Pour voir si les entreprises n'écartent pas certains candidats pour de mauvaises raisons, les associations luttant contre la discrimination vont pouvoir mener des campagnes de testing.

Pour voir si les entreprises n'écartent pas certains candidats pour de mauvaises raisons, les associations luttant contre la discrimination vont pouvoir mener des campagnes de testing. - Geralt- CC

Associations et syndicats peuvent désormais envoyer des candidatures fictives aux entreprises pour voir si elles écartent systématiquement les candidats en fonction de leur sexe, origine… Ces preuves peuvent ensuite servir à lancer des actions de groupe.

L'affaire avait fait grand bruit. En décembre dernier, le ministère du Travail avait testé les pratiques en matière de discrimination à l'embauche de 40 entreprises de plus de 1.000 salariés. Reposant sur l'envoi de plus de 3.000 candidatures fictives, cette campagne de testing avait mis en évidence le fait qu'avoir un nom à consonance magrébine était un frein au recrutement. Cette pratique est prohibée par la loi, mais les faits constatés par ce vaste testing n'avait donné lieu à aucune poursuite faute d'un cadre législatif adapté. C'est désormais chose faite. Depuis le 27 janvier 2017, la loi reconnaît désormais que le testing peut constituer un élément de preuve.

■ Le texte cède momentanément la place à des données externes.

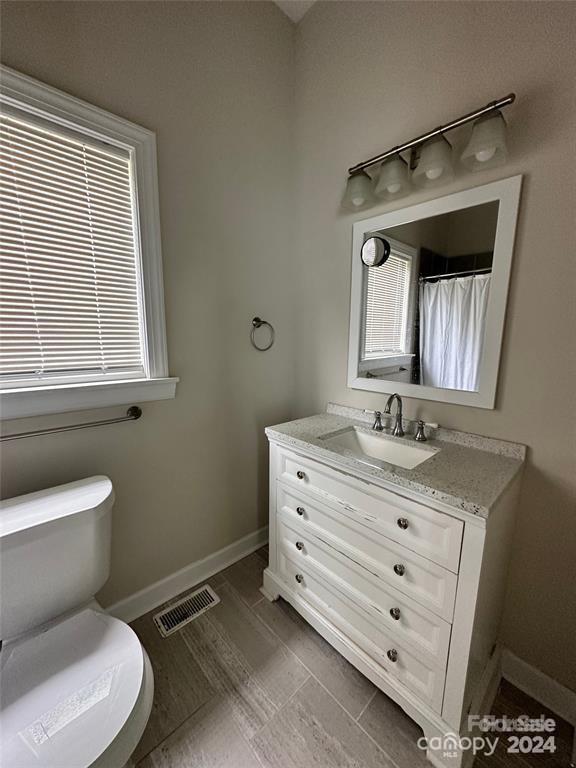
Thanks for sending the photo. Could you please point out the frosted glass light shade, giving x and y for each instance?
(487, 145)
(393, 181)
(358, 193)
(435, 164)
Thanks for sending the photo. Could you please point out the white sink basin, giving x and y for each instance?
(371, 446)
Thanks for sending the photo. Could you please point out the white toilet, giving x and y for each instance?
(76, 684)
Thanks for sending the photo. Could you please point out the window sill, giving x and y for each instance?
(39, 401)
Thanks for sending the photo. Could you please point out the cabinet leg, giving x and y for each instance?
(268, 588)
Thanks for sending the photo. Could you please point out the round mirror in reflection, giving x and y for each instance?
(375, 251)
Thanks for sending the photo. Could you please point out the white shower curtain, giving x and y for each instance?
(452, 319)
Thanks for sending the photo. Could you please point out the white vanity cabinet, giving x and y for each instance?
(408, 589)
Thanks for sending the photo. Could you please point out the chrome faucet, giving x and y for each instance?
(397, 431)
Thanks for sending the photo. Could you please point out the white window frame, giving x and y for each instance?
(43, 101)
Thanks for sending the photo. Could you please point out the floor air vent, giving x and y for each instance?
(175, 616)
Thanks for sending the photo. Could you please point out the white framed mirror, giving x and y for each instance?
(427, 320)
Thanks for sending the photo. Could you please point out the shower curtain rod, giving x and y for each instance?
(456, 274)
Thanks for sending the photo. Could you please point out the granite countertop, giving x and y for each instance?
(465, 471)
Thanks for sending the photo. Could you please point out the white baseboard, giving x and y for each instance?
(553, 695)
(146, 599)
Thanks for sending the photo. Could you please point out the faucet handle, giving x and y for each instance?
(378, 426)
(420, 435)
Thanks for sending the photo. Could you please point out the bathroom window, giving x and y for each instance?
(81, 306)
(387, 308)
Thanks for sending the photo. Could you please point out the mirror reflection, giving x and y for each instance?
(424, 308)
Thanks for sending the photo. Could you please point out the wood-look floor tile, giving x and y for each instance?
(245, 577)
(180, 685)
(394, 731)
(208, 739)
(352, 690)
(313, 730)
(244, 660)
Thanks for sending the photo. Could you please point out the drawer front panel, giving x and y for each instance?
(430, 533)
(415, 577)
(425, 681)
(426, 633)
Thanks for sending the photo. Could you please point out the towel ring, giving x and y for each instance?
(258, 323)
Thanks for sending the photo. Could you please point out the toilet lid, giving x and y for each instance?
(68, 691)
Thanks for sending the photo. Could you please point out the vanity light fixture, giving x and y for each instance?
(435, 164)
(430, 157)
(358, 192)
(487, 145)
(393, 181)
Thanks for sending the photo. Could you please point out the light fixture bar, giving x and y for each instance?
(491, 107)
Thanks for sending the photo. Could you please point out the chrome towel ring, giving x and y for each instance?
(257, 322)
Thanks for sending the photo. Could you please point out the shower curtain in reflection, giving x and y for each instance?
(452, 319)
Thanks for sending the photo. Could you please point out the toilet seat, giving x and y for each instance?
(68, 691)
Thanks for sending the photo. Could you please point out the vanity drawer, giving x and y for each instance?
(395, 613)
(418, 578)
(435, 535)
(426, 681)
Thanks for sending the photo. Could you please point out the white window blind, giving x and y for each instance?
(387, 292)
(70, 304)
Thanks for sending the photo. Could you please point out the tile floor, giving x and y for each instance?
(250, 685)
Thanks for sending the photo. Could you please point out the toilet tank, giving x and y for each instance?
(54, 552)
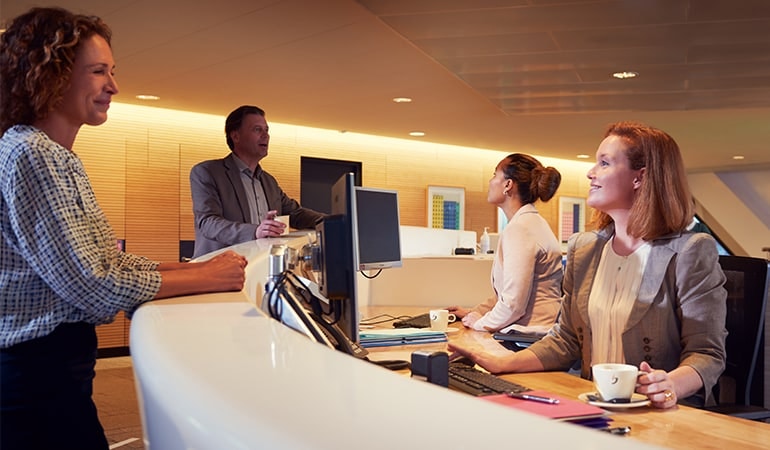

Concrètement, il s'agit de collecter des informations sur les pratiques de discriminations des entreprises en procédant à des essais permettant d'établir des statistiques. "Le gros des actions de testing va concerner les procédures de recrutement, car c'est ce qu'il y a de plus facile à prouver", souligne Déborah David, associée au cabinet Jeantet. Il peut s'agir d'envoyer deux CV relativement similaires, en changeant par exemple la photo du candidat ou le nom si l'on veut vérifier que l'entreprise n'écarte pas les personnes en fonction de leur physique ou de leur origine. Le testing peut aussi être mené lors de rendez-vous en face à face ou bien par téléphone.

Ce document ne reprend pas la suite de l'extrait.